Hidden path inference

A T=10000 long realisation of the three state (S={1,2,3}) HMM with a four symbol emission alphabet ({A,B,C,D}) specified above is simulated in the stationary regime. In this toy example, performance of several principled path decoders is illustrated. Nameley, below we consider the Viterbi (MAP), PMAP ("optimal accuracy"/BCJR implemented in Bahl L, Cocke J, et al. 1974), PairwiseMAP (suggested by L. Rabiner in his popular 1986 tutorial on HMMs), PVD ("Posterior Viterbi", used in Fariselli P, Martelli P, et al. in 2005), ConstrainedPMAP (i.e. admissible optimal accuracy, used in Käll L, Krogh A, et al. 2005), ViterbiPMAPHybridK2 (introduced in A generalized risk-based approach to segmentation based on hidden Markov models, where all of these and others decoders are discussed in detail).

A stream of plain text output of the six decoders as well as the ground truth state sequence/path are presented in here. The 10000 long stream is also presented below as a color-coded raster scan image of 50 rows of 200 symbols. The rows are separated by grey borderlines and the color code, the overall as well as individual state false negatvie error rates, and log-posterior probability rates are given in the Table below.

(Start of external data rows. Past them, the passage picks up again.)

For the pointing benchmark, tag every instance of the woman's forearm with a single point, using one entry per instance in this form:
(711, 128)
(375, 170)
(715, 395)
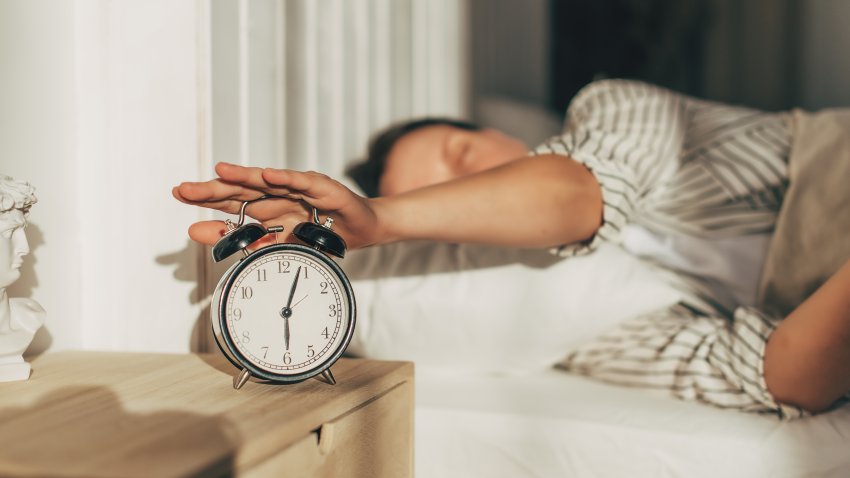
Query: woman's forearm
(807, 359)
(538, 201)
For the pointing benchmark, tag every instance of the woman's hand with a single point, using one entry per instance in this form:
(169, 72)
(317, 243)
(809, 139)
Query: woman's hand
(354, 216)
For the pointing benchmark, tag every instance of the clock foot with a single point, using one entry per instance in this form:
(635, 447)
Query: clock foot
(328, 377)
(240, 379)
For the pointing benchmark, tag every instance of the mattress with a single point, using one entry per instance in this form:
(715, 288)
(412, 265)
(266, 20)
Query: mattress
(553, 424)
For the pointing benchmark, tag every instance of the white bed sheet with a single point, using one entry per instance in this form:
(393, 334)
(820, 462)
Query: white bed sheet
(553, 424)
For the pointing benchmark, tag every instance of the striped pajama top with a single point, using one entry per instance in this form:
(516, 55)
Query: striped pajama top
(681, 167)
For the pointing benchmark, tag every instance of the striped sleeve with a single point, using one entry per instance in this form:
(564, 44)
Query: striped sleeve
(628, 134)
(704, 358)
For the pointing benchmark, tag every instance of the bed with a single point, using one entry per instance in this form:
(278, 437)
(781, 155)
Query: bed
(454, 310)
(552, 424)
(484, 326)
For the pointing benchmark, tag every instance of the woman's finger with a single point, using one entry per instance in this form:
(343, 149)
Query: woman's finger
(251, 177)
(315, 188)
(207, 232)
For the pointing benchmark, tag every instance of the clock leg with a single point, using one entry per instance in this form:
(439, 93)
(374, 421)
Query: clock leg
(240, 379)
(328, 377)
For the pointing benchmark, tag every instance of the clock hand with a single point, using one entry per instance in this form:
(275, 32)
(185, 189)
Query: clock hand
(286, 331)
(299, 301)
(286, 312)
(294, 285)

Source \ State	Error rate (100%)	Miss 1(100%)	Miss 2(100%)	Miss 3(100%)	Log-probability rate
Truth	0	0	0	0	-1.4080
Viterbi (MAP)	12.68	3.23	98.86	27.93	-1.3525
PMAP (optimal accuracy)	8.38	3.5	100	13.63	-∞
PairwiseMAP	8.4	3.46	100	13.79	-∞
Posterior Viterbi	8.67	3.64	97.14	14.43	-1.3595
ConstrainedPMAP	8.55	3.61	97.71	14.08	-1.3603
ViterbiPMAP_HybridK2	9.07	3.32	97.14	16.36	-1.3567
Borderline

Beware the colour interference (e.g. alteration of green in the presence of red neighbours) when viewing the raster scan.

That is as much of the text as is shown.